TOUCHING THE HAIR OF SUNRISE
I shed sadness, happiness, and all of my ties to the world
to become a white sheet of paper in front you.
You sketch your gaze onto me,
pure and puzzled,
slender sunlight, crystal.
The day’s pause,
the wave’s embrace,
deep valleys far away,
rough seas.
Our desires fly up
simply
and without color.
Vowels, consonants
engraved by the shaken rhythm of a naked heart.
I touch the hair of sunrise,
my lips the morning’s nightingale.
JOURNEY OF THE HUMAN TRAIN
I follow the winter, to curl up and sleep within Hà Nội.
The sounds of incoming trains crawl over me.
I have been through countless train st
ations:
stations of suffering, loneliness, joy, and compassion.
I listen to time speed towards its destination,
leaving behind the stops of life,
leaving behind my two-year-old childhood.
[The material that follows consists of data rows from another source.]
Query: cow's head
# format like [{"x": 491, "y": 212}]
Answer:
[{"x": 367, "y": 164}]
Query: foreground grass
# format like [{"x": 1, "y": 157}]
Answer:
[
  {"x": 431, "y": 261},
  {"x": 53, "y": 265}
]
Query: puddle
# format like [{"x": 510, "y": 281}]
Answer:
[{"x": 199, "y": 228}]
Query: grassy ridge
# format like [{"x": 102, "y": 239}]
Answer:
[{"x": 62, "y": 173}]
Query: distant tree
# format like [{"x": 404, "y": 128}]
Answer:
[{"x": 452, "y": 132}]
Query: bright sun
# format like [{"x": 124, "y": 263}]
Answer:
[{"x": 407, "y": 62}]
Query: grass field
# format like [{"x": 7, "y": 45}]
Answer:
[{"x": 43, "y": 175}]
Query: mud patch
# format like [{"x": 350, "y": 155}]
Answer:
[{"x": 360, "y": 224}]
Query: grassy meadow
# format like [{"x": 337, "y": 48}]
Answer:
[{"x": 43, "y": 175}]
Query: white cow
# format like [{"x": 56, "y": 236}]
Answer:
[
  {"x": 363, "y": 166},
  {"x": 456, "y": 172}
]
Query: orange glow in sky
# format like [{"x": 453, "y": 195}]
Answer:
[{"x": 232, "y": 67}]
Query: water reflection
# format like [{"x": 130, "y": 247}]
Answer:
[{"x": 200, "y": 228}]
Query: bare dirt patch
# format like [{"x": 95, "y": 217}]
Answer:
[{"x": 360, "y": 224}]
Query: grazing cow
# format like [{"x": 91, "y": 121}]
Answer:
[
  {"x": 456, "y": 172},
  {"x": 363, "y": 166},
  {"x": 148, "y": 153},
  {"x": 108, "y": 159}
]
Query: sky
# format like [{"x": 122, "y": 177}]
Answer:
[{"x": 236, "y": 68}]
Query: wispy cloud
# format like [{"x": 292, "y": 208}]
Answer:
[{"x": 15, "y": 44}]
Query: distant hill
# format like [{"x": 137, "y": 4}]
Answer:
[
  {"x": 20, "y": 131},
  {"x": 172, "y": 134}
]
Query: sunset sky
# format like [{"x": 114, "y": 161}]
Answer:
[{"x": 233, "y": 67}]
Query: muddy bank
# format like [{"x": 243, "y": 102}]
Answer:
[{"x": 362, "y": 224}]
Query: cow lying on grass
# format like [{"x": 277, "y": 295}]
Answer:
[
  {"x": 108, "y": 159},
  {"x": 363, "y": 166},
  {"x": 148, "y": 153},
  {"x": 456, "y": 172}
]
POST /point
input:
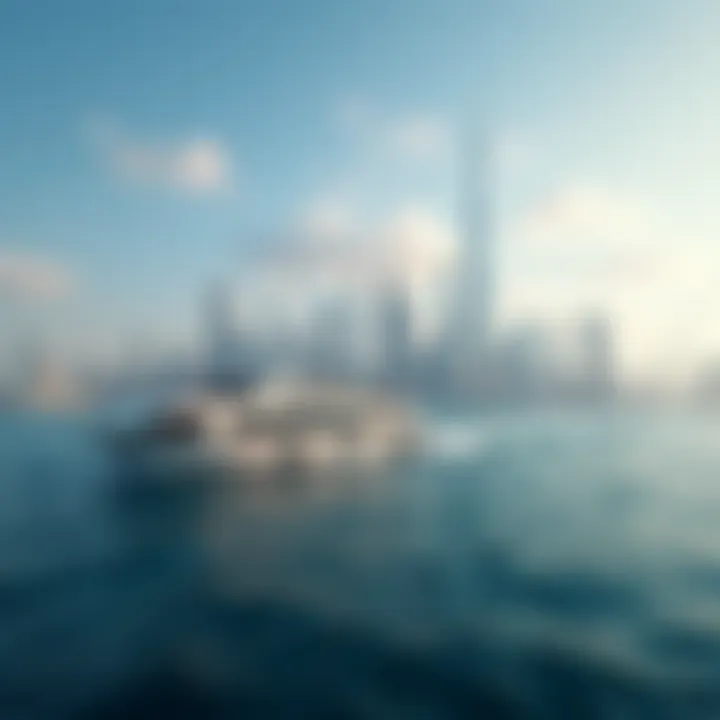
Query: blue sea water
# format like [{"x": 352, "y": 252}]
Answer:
[{"x": 560, "y": 565}]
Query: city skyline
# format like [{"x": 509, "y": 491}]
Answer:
[{"x": 134, "y": 170}]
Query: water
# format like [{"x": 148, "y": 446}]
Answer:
[{"x": 544, "y": 566}]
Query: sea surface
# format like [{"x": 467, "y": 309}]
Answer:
[{"x": 546, "y": 565}]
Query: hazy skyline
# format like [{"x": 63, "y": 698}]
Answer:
[{"x": 145, "y": 144}]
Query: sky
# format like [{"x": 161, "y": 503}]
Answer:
[{"x": 148, "y": 148}]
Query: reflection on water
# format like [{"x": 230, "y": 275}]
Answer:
[{"x": 565, "y": 567}]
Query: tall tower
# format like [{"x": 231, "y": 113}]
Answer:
[
  {"x": 473, "y": 283},
  {"x": 228, "y": 366}
]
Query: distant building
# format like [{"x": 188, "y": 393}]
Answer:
[
  {"x": 229, "y": 361},
  {"x": 468, "y": 336},
  {"x": 597, "y": 349},
  {"x": 397, "y": 336}
]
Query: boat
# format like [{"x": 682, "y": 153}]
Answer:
[{"x": 298, "y": 427}]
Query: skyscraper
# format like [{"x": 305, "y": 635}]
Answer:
[
  {"x": 397, "y": 335},
  {"x": 471, "y": 296},
  {"x": 228, "y": 362}
]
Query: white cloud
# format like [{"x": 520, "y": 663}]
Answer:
[
  {"x": 585, "y": 216},
  {"x": 198, "y": 166},
  {"x": 589, "y": 248},
  {"x": 419, "y": 137},
  {"x": 25, "y": 276},
  {"x": 329, "y": 218}
]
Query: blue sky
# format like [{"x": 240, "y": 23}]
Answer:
[{"x": 146, "y": 145}]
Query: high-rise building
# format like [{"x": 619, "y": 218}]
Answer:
[
  {"x": 397, "y": 336},
  {"x": 469, "y": 326},
  {"x": 598, "y": 357},
  {"x": 228, "y": 361}
]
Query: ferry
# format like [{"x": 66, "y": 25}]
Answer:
[{"x": 297, "y": 427}]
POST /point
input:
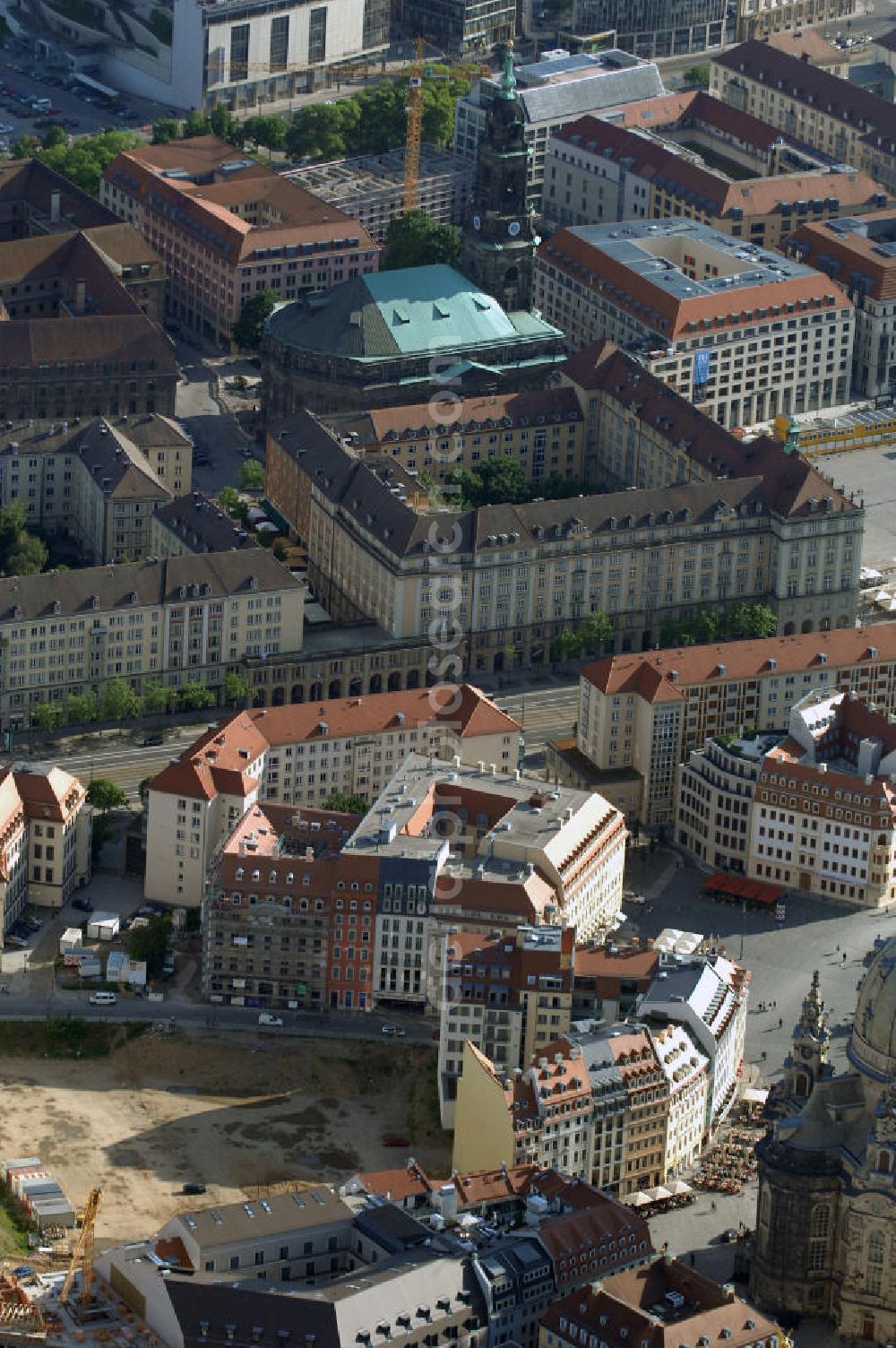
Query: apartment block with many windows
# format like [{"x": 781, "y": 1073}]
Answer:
[
  {"x": 177, "y": 622},
  {"x": 46, "y": 828},
  {"x": 511, "y": 994},
  {"x": 837, "y": 117},
  {"x": 228, "y": 227},
  {"x": 93, "y": 484},
  {"x": 518, "y": 575},
  {"x": 814, "y": 807},
  {"x": 650, "y": 711},
  {"x": 741, "y": 333},
  {"x": 540, "y": 430},
  {"x": 863, "y": 255},
  {"x": 599, "y": 171},
  {"x": 301, "y": 755}
]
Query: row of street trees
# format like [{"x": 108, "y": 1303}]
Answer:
[
  {"x": 119, "y": 703},
  {"x": 368, "y": 122},
  {"x": 725, "y": 623}
]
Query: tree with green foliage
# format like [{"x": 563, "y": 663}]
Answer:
[
  {"x": 47, "y": 716},
  {"x": 722, "y": 623},
  {"x": 150, "y": 943},
  {"x": 225, "y": 125},
  {"x": 21, "y": 553},
  {"x": 83, "y": 160},
  {"x": 197, "y": 125},
  {"x": 29, "y": 556},
  {"x": 237, "y": 689},
  {"x": 265, "y": 131},
  {"x": 347, "y": 802},
  {"x": 194, "y": 697},
  {"x": 232, "y": 503},
  {"x": 417, "y": 240},
  {"x": 166, "y": 130},
  {"x": 596, "y": 631},
  {"x": 252, "y": 476},
  {"x": 106, "y": 794},
  {"x": 157, "y": 697},
  {"x": 589, "y": 635},
  {"x": 697, "y": 75},
  {"x": 54, "y": 135},
  {"x": 567, "y": 646},
  {"x": 119, "y": 701},
  {"x": 81, "y": 708},
  {"x": 495, "y": 481},
  {"x": 323, "y": 130},
  {"x": 754, "y": 620},
  {"x": 254, "y": 313}
]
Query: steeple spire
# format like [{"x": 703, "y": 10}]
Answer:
[
  {"x": 508, "y": 77},
  {"x": 813, "y": 1016}
]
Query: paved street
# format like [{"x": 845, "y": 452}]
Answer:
[
  {"x": 781, "y": 962},
  {"x": 216, "y": 435}
]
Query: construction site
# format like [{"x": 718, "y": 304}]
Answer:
[
  {"x": 133, "y": 1136},
  {"x": 372, "y": 187}
]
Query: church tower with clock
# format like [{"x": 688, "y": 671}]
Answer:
[{"x": 499, "y": 238}]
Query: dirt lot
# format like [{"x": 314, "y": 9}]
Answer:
[{"x": 220, "y": 1109}]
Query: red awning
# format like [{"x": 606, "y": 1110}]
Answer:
[{"x": 736, "y": 887}]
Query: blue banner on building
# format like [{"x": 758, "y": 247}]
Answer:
[{"x": 701, "y": 367}]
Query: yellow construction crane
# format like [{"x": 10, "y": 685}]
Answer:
[
  {"x": 414, "y": 131},
  {"x": 414, "y": 134},
  {"x": 82, "y": 1252}
]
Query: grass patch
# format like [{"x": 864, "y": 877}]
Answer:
[
  {"x": 65, "y": 1038},
  {"x": 423, "y": 1119},
  {"x": 13, "y": 1227}
]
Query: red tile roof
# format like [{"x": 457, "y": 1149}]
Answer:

Persian lilacs on my shoulders, I run along red dirt roads,
the grass yellowing in the strong Laotian winds.
Back then my hair was black.
I left behind my mother with her creaking bamboo baskets.
Her footsteps called the sun to rise.
Her footsteps led the sun’s way.
Oh mother,
why are the Persian lilacs still purple after all these days?
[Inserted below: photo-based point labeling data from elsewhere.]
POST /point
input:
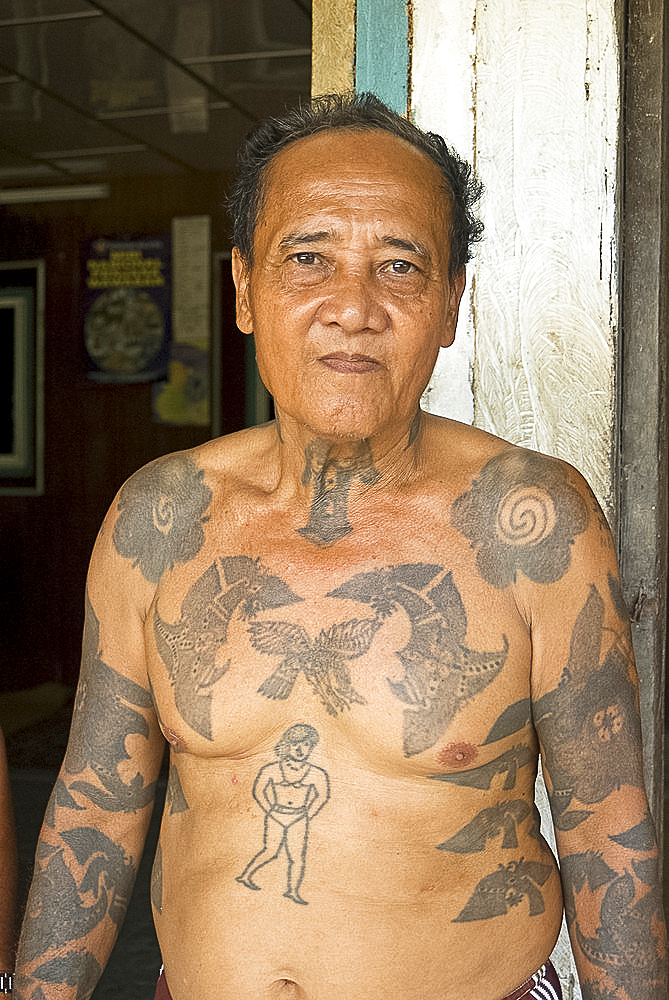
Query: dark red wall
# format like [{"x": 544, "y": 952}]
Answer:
[{"x": 95, "y": 435}]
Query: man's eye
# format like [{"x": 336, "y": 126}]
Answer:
[{"x": 402, "y": 267}]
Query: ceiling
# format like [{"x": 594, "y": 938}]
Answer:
[{"x": 91, "y": 91}]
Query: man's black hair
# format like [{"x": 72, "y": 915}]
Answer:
[{"x": 355, "y": 111}]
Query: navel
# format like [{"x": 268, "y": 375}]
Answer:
[{"x": 457, "y": 755}]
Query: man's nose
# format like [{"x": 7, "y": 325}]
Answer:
[{"x": 354, "y": 304}]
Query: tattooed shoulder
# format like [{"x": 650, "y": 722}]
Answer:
[
  {"x": 161, "y": 511},
  {"x": 521, "y": 514}
]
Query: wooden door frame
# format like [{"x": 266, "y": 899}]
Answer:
[{"x": 640, "y": 467}]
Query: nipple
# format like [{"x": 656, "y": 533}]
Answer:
[
  {"x": 175, "y": 741},
  {"x": 457, "y": 755}
]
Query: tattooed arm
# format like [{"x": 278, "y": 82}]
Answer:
[
  {"x": 535, "y": 526},
  {"x": 585, "y": 708},
  {"x": 93, "y": 832},
  {"x": 96, "y": 822}
]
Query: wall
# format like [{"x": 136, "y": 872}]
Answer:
[{"x": 96, "y": 435}]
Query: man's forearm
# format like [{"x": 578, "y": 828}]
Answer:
[
  {"x": 80, "y": 892},
  {"x": 616, "y": 925}
]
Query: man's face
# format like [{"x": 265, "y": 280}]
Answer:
[{"x": 349, "y": 296}]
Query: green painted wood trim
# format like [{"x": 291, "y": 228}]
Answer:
[{"x": 382, "y": 50}]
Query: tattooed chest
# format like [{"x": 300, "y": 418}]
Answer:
[{"x": 391, "y": 640}]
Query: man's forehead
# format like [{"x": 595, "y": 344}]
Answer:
[{"x": 332, "y": 153}]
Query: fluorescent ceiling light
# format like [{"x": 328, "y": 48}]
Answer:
[{"x": 73, "y": 192}]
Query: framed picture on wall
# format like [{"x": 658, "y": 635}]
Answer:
[{"x": 21, "y": 377}]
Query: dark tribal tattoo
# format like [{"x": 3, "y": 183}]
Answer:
[
  {"x": 58, "y": 913},
  {"x": 157, "y": 881},
  {"x": 188, "y": 648},
  {"x": 521, "y": 514},
  {"x": 441, "y": 673},
  {"x": 291, "y": 792},
  {"x": 104, "y": 694},
  {"x": 322, "y": 661},
  {"x": 175, "y": 800},
  {"x": 505, "y": 888},
  {"x": 622, "y": 944},
  {"x": 331, "y": 480},
  {"x": 590, "y": 721},
  {"x": 161, "y": 513},
  {"x": 502, "y": 818},
  {"x": 482, "y": 777}
]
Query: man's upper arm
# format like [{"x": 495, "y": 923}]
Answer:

The train carries me at the speed of light.
Behind me, the moon of an eighteen-year-old,
the sunset emerald with my first kiss.
I speed through forgetfulness; I leave the thousand longings
behind.
Tonight, the hooting of trains carries me back to the first station
where I pick up my two-year-old childhood,
toddling along the red dirt road,
listening to the afternoon’s winds from Laos
blow the sunset into endless depths.